Comment Netflix capte le public jeune

AAAABRk6d842FI1nh6VBOPjmV-SnHe-cbPstL6sgBAd76_PE3fjAR7c3KeQVNywZb8434TzX4FUrhVWASy7A1kmNQ4GbVMZQnvr48R1r5nsCtu_YLtSkVk96Oe1HhB6QiA1ew7HxCZ1xjA

Le service public audiovisuel français a lancé Culture Prime à l’automne dernier, une initiative qui vise à proposer des vidéos courtes et culturelles à destination du public jeune, sur les réseaux sociaux. Elle s’ajoute notamment au lancement de France TV Slash (dont la saison 3 de SKAM vient de débuter), portée par France Télévisions, et au projet Salto porté par TF1, France Télévisions et M6.

Comment capter les jeunes ? La question est centrale pour les diffuseurs, au fur et à mesure que le public télévisuel vieillit. Il y a urgence : en France, la durée d’écoute télévisuelle des 15-34 ans a encore chuté de 20 minutes en octobre : 1 heure 50 contre 2 heures 08 en octobre 2017, alors qu’elle est stable, à plus de 5 heures quotidiennes, pour les plus de 50 ans. Et les GAFAN (avec un N comme Netflix…) se disputent, avec n’importe quel « contenu », sur n’importe quel écran, ce public des moins de 40 ans. C’est le cœur de la publicité comme de l’abonnement audiovisuel de demain.

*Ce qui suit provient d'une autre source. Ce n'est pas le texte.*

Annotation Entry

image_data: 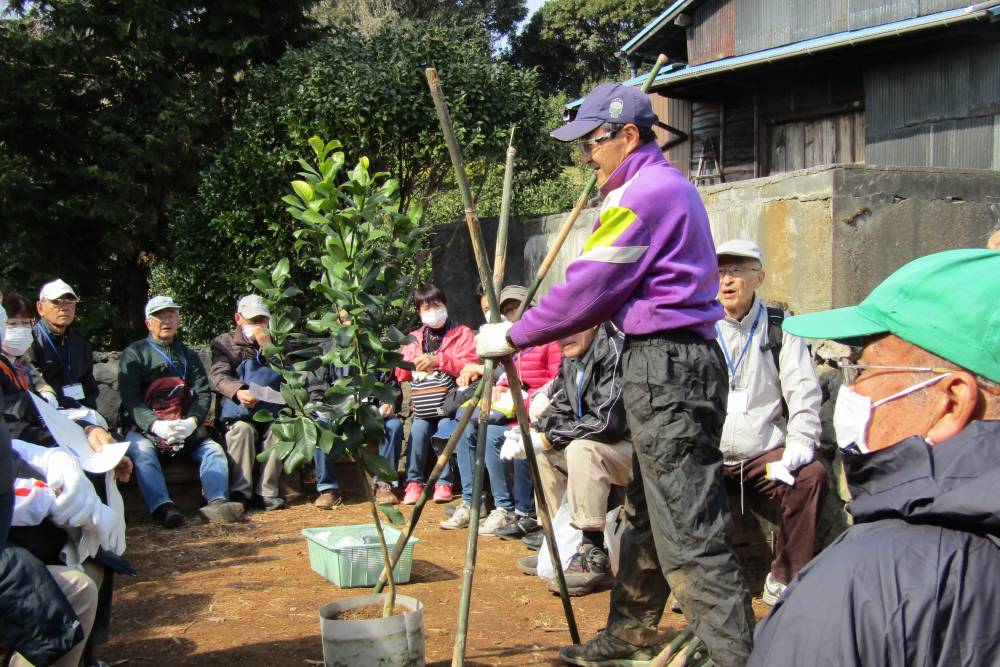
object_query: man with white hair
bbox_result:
[715,239,827,605]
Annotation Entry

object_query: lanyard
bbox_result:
[146,338,187,382]
[715,308,761,389]
[35,322,73,382]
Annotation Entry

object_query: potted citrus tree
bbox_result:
[252,137,425,665]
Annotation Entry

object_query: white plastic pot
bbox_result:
[319,595,424,667]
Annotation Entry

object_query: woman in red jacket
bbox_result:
[396,285,476,505]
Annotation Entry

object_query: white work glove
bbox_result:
[528,394,552,422]
[173,417,198,442]
[781,441,813,472]
[476,322,514,359]
[45,451,101,528]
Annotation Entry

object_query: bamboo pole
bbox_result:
[517,53,669,318]
[426,67,580,667]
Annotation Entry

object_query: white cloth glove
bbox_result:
[528,394,552,422]
[476,322,514,359]
[781,441,813,472]
[45,451,101,528]
[173,417,198,442]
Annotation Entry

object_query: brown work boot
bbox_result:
[313,489,344,510]
[373,482,399,505]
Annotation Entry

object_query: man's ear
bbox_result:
[925,371,979,444]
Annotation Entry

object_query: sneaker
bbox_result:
[198,498,245,523]
[313,489,344,510]
[153,503,184,528]
[549,543,611,595]
[760,572,786,607]
[559,632,656,667]
[441,503,469,530]
[517,556,538,577]
[493,514,542,540]
[521,530,542,551]
[479,507,514,535]
[403,480,424,505]
[373,482,399,505]
[434,484,455,503]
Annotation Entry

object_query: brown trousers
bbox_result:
[722,447,827,584]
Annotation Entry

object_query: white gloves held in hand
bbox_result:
[45,451,101,528]
[500,427,546,461]
[476,322,514,359]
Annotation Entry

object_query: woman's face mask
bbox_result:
[833,373,948,454]
[420,306,448,329]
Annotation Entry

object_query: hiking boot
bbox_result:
[521,530,542,551]
[198,498,245,523]
[549,543,611,595]
[760,572,786,607]
[559,632,656,667]
[313,489,344,510]
[434,484,455,503]
[479,507,514,535]
[373,482,399,505]
[403,480,424,505]
[493,514,542,540]
[153,503,184,528]
[517,556,538,577]
[441,503,469,530]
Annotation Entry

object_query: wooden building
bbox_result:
[604,0,1000,184]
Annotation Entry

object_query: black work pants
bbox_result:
[607,332,754,667]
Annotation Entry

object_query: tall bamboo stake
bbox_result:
[426,68,580,667]
[517,53,668,318]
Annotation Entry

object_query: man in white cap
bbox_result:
[29,279,100,410]
[209,294,285,510]
[715,239,827,605]
[118,296,243,528]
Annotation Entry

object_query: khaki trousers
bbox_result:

Les plateformes de streaming s’adressent même prioritairement à cette cible. Le constat s’aggrave. Prenez le leader, Netflix : sur ses 73 séries originales proposées en France, la moitié cible adolescents et jeunes adultes via leurs thèmes, genres ou héros. En sus des productions Marvel, Netflix est aussi le diffuseur des séries diffusées aux Etats-Unis par la chaîne CW, avec quelques fleurons des rivaux DC Comics (Flash, Supergirl, Arrow) ou Archie Comics (Riverdale, Sabrina). Enfin, les nouveaux projets de fiction française du géant américain affichent tous le même prisme générationnel sur des genres variés – horreur, science-fiction, romance adulescente ou comédie décalée – mais traités à la marge par la fiction nationale. Netflix semble absorber toutes les séries signifiantes pour cette cible juvénile délaissée par les diffuseurs historiques.

Culture juvénile. L’américain a aussi créé un service techniquement sur-mesure pour les jeunes générations, disponible sur tous leurs écrans mobiles et que l’on partage avec simplicité et sans contrôle. Non sans risque. La multiconnexion, familiale ou pirate, a pris une ampleur inédite, surtout chez les jeunes : un tiers des utilisateurs de vidéo à la demande sur abonnement (SVOD) âgés de 15 à 35 ans profiteraient d’un abonnement qui n’est pas le leur (13 % pour les baby-boomers). Public boulimique, pouvoir d’achat contraint.

Mais ce ciblage générationnel est sacrément efficace : Netflix trône en tête de la plupart des classements des marques préférées des millenials. Les « streamers » ont gagné cette première bataille de l’attention en ligne. Plus largement, en France, d’après Médiamétrie, les utilisateurs quotidiens de SVOD, soit 3 millions d’individus, ont 31 ans en moyenne.

Il est donc urgent de relire et d’actualiser la formidable étude conduite par l’Insee et le ministère de la Culture sur les pratiques culturelles des Français depuis 1970 : les effets de générations sont réels. La « culture juvénile » se renforce au cours du temps car les générations conservent en grande partie les comportements et préférences de leur jeunesse. Projetons-nous dans une dizaine d’années : certains diffuseurs auront du mal à convaincre demain les générations délaissées aujourd’hui, d’autres pas.

Le choc numérique d’aujourd’hui pourrait être le prélude à un choc culturel plus grave encore plus tard.